In my first post, I demonstrated how ed pages are on specific sheets (with one low count exception) in the herbal section. If you look at the 2 charts above, had they been in 0ed/ed+ order there would have been over 100 pages (2/5) of the book with no ed and then, it would suddenly appear as a midfix and become dominant. And I demonstrated how these sheets are wrapped around sheets with 0ed (firsts post). By interleaving those sheets, that 100 page gap was cut roughly in half (f26r is where ed begins in folio order).
Now, I'm going to have to freely admit, I did not have the mathematical skills to come up with this. I knew what I was looking for but the math was a bit beyond me. I asked chatGPT to come up with a formula that would allow me to detect visual differences in pages by their text composition. And here's what it came up with and what I plugged into a python script.
So, if you have the mathematical skills, PLEASE confirm this is a valid method. I've looked it over, it makes sense to me but I'm not a mathematician.
GPT:
For each page, we compute five very simple surface features:
- HO density per word
- ED density per word
- Gallows density per word
- Mean token length
- Top-5 bigram concentration (how dominant the most common bigrams are)
Then we build a vector like this for each page:
[1, HO_per_word, ED_per_word, Gallows_per_word, Mean_token_length, Top5_bigram_share]
That leading 1 is just the intercept term.
Then we fit a simple linear regression:
score = w₀ + w₁·HO + w₂·ED + w₃·Gallows + w₄·Length + w₅·Top5
The weights (w’s) are solved with ordinary least squares to best separate:
- 0ED pages → target = 0
- ED+ pages → target = 1
And here's the chart sorted in ed0 - ed+ order
So, it is claiming that by just measuring those surface textures with that formula, that it can predict whether a page is 0ed or ed+ with a 89.8% accuracy rate.
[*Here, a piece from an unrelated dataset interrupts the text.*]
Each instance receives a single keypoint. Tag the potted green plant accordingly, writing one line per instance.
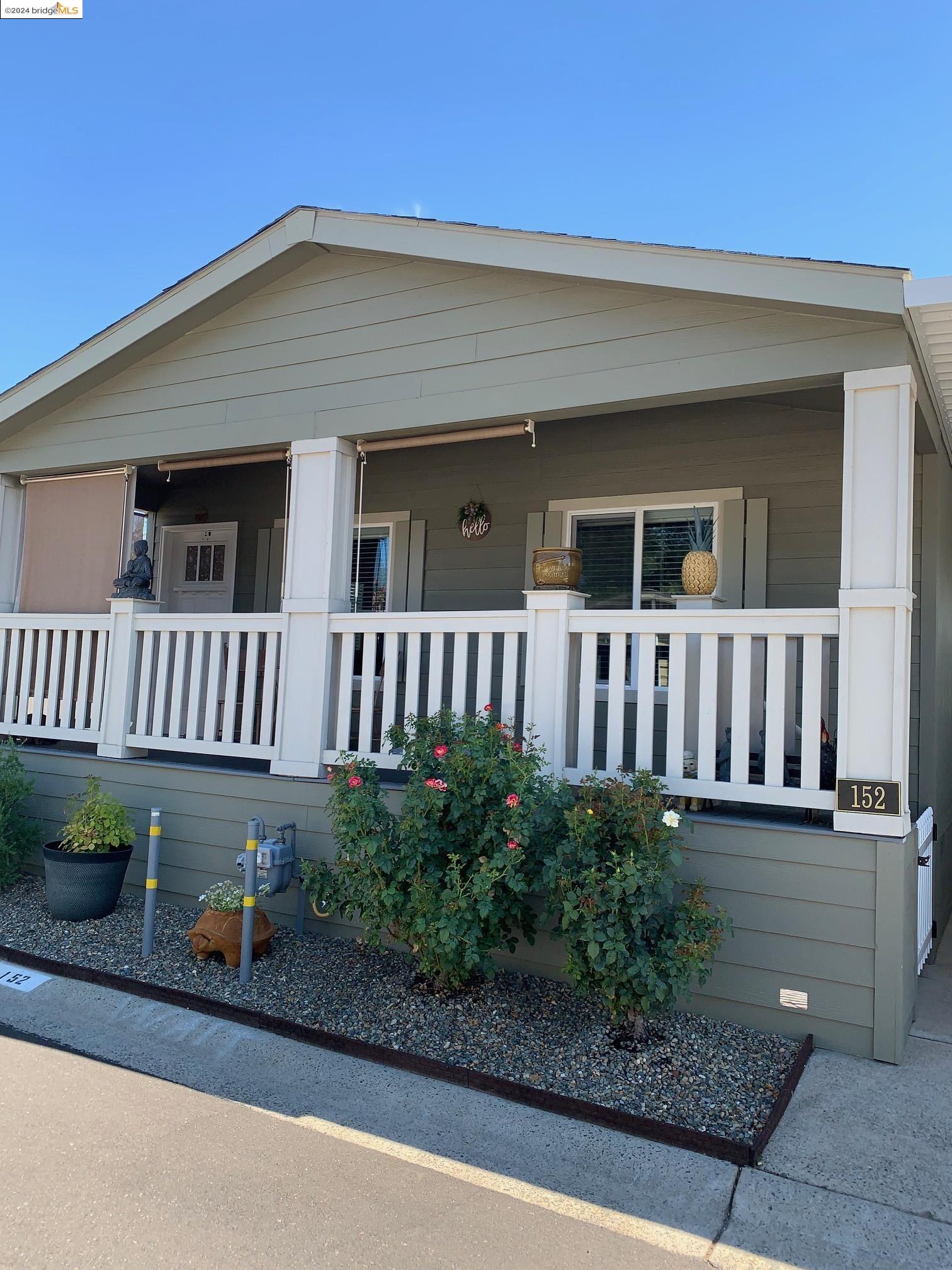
(218, 929)
(87, 867)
Now, here's what the same chart looks like sorted in folio order.
So, here's my theory. The reason this regime shift wasn't detected until Currier was that it was intentionally obscured by shuffling pages around and, by skipping over to other sections (pharma and zodiac) and then, coming back to finish the herbal section. I believe, that if they hadn't shuffled those pages, and if this were written in the 15th century, then anyone with linguistic skills, like an adept scribe or cryptographer, would have spotted it back then.
Now, this shuffling of pages in no way excludes an intentional production process and that the folios are mostly in chronological order or that it was the result of it being rebound once or twice. Right now, my Occam's Razor detector is saying obfuscation.
Conclusion
This concludes my 3 part series on the oddities of "ed". I'm hoping I've given everyone a lot to think about. I have one more series planned and I hope it's going to be no less... erm... informative. It's going to turn the focus back on repair with an attempt to reverse engineer the Voynich.
Thanks for all the great replies and good hunting.